Chapter MCQ Test 2 — Financial Statements with Adjustments — II
10 Questions • 12 min • Chapter MCQ
12:00
Question 1 of 10
Debtors Rs 2,00,000; further bad debts Rs 10,000; provision for doubtful debts 6%. The debtors shown in the balance sheet are:
Rs 1,78,600
Rs 1,90,000
Rs 1,88,000
Rs 1,80,000
Explanation: Net debtors 1,90,000; provision 6% = 11,400; balance sheet debtors = 1,90,000 − 11,400 = 1,78,600.
Question 2 of 10
Wages Rs 30,000 in the trial balance and 'wages outstanding Rs 4,000' as an adjustment. The Trading Account shows wages of:
Rs 34,000
Rs 30,000
Rs 26,000
Rs 4,000
Explanation: Wages are a direct expense; add the outstanding 4,000 → 34,000 in the Trading Account (and 4,000 as a liability).
Question 3 of 10
Why is closing stock usually NOT in the trial balance, yet appears twice in the final accounts?

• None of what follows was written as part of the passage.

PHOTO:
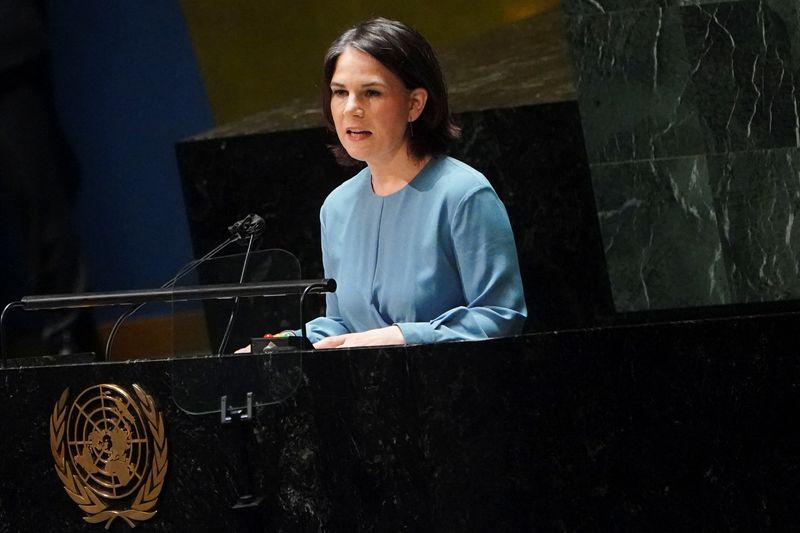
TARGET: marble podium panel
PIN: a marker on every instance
(667, 427)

It is an adjustment (valued at year-end), so it has a double effect
It is a trial-balance item used twice
It is an error
It is capital
Explanation: Closing stock is found by valuation after the trial balance, making it an adjustment with two effects.
Question 4 of 10
Old provision for doubtful debts Rs 6,000; new provision required Rs 9,000; further bad debts Rs 2,000. The amount charged to P&L is:
Rs 5,000
Rs 9,000
Rs 11,000
Rs 3,000
Explanation: P&L charge = bad debts 2,000 + new provision 9,000 − old provision 6,000 = 5,000.
Question 5 of 10
Manager's commission of 10% on net profit BEFORE charging such commission, where profit before commission is Rs 55,000, equals:
Rs 5,500
Rs 5,000
Rs 6,050
Rs 4,500
Explanation: 10% of 55,000 = 5,500 when commission is on profit before charging it.
Question 6 of 10
Insurance Rs 24,000 was paid for the year ending 30 June, but accounts close on 31 March. The prepaid portion is:
Rs 6,000 (3 months)
Rs 12,000
Rs 24,000
Nil
Explanation: April–June (3 months) is prepaid: 24,000 × 3/12 = 6,000, shown as a current asset.
Question 7 of 10
Goods costing Rs 5,000 taken by the proprietor for personal use (not yet recorded) should be:
Deducted from purchases and added to drawings
Added to sales
Added to closing stock
Ignored
Explanation: It is drawings of goods: reduce purchases (goods left the business) and increase drawings (deducted from capital).
Question 8 of 10
Depreciation on machinery omitted by a student would make the net profit and the machinery figure:
Both overstated
Both understated
Profit understated only
Unaffected
Explanation: Missing the expense overstates profit, and the un-depreciated machine is overstated in the balance sheet.
Question 9 of 10
Commission earned Rs 8,000 but only Rs 6,000 received. The Rs 2,000 is treated as:
Accrued income — added to commission and shown as a current asset
Unearned income
An expense
A liability
Explanation: Income earned but not received is accrued income — added to the income and shown as a receivable asset.
Question 10 of 10
A balance sheet tallies only if every adjustment is:
Given its full double effect on the correct sides
Used once
Ignored
Added to capital
Explanation: Both effects of each adjustment, placed correctly, keep Assets = Liabilities + Capital.